I've had many e-mails about making a video of a pen being built from start to finish. I'm going to talk to my lovely wife about helping me put one together. Since no one wants to wait for a 25 minute video to download I'll get started on it as soon as I find some good compression software or figure out how to time lapse the boring parts of the video to try and keep it under 10 minutes.
Maybe I'll start a mini-series. Instead of one long video maybe I'll make 5-6 short ones detailing the process. It would be easier to reference that way too.
I dunno yet... we'll see.
Recently one of my garage tinkering buddies was involved in a very serious accident.
Skyler, the friend who helped me make and refine my polyester resin process is in critical consition at St. Elizabetths in Youngstown Ohio after an accident involving his semi.
Please extend your thoughts and prayers to Skyler and his family during this tough time. I will keep you all updated as information comes in.
So I get a call from my buddy Leroy who tells me his wife went and picked him up a lathe the other day. He needed to know where to get started. After 20-30 minutes on the telephone I had him pointed in the right direction and he was headed to WoodCraft the next morning to pick up supplies.
He called me from WoodCraft and told me they didn't have any mandrels, luckily I had an extra one sitting around the shop since I always seem to bend one or two a month. So we got him all squared away.
I had really forgotten how many steps there are to making a nice pen.
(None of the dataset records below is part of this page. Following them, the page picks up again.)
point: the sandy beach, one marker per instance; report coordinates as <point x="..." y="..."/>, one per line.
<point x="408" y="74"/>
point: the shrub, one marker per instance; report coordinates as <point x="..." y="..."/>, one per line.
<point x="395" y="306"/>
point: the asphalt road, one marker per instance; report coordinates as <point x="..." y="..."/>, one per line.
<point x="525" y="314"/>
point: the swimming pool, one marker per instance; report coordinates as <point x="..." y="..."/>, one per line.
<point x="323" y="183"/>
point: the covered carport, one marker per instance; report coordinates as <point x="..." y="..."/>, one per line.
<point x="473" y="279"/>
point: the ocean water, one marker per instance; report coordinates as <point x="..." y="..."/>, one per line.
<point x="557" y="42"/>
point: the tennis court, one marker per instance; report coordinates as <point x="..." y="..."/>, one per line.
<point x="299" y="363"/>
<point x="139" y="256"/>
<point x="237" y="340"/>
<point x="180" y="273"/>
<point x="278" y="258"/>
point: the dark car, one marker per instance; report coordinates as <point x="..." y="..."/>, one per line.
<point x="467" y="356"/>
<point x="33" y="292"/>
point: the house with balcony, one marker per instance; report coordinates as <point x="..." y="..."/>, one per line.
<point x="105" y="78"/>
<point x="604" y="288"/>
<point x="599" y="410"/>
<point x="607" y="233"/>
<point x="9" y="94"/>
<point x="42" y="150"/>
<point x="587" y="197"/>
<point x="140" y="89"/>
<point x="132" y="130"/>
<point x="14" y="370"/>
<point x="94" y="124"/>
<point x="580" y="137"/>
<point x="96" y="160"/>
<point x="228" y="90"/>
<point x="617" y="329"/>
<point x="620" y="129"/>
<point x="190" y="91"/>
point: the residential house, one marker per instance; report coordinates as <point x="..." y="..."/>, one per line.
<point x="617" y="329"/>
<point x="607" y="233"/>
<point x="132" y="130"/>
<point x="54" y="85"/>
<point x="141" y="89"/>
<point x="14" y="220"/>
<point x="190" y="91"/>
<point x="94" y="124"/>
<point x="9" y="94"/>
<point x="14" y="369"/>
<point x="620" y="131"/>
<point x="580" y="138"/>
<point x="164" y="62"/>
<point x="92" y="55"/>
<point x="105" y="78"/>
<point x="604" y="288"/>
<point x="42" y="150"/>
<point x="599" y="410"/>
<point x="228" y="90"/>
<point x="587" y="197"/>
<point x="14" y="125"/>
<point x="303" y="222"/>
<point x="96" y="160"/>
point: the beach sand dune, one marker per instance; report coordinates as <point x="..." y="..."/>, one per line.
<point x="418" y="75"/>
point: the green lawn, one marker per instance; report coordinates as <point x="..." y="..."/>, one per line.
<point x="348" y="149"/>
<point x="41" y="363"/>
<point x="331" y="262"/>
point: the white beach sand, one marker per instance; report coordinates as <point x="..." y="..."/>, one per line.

Since I had most of the equipment (except the lathe) before I got into it I had taken for granted things like a chop saw, a drill press, table sander and stuff like that. We eventually found Leroy another pen mill he could start with (luckily again that I'm a horrible hoarder and had a couple extra of those around too). He cut his blanks on the chop and then contracted my son to drill all the center holes after I told him he works CHEAP. I tell ya what, that boy will drill center holes all day long for 2 bucks... Chinese labor has nothing on my kid.
So I sent him home with his bag of blanks all cut and drilled and 15 fancy pen kits in various colors. I bet it doesn't even take him a week before he's back to the shop for more. It's like CRACK I tell ya!
I got the WoodChuck Pen Pro in the mail the other day. I'd say it's pretty much everything they say it is. There is a bit of a learning curve to it, but once you get it you can start sanding right around 320-400grit. You don't need to start with anything more coarse. That thing just CHEWS through blanks, it even worked well on some Corian.
Supposed to get cold again this week so I'll be kept out of the shop for awhile, but Spring is coming and I can't wait to fire up the PR factory again and see what kind of creations we can come up with.
In closing I'd like to welcome my buddy Leroy to the wonderful world of pen turning and I hope to be able to see some of his work posted here soon.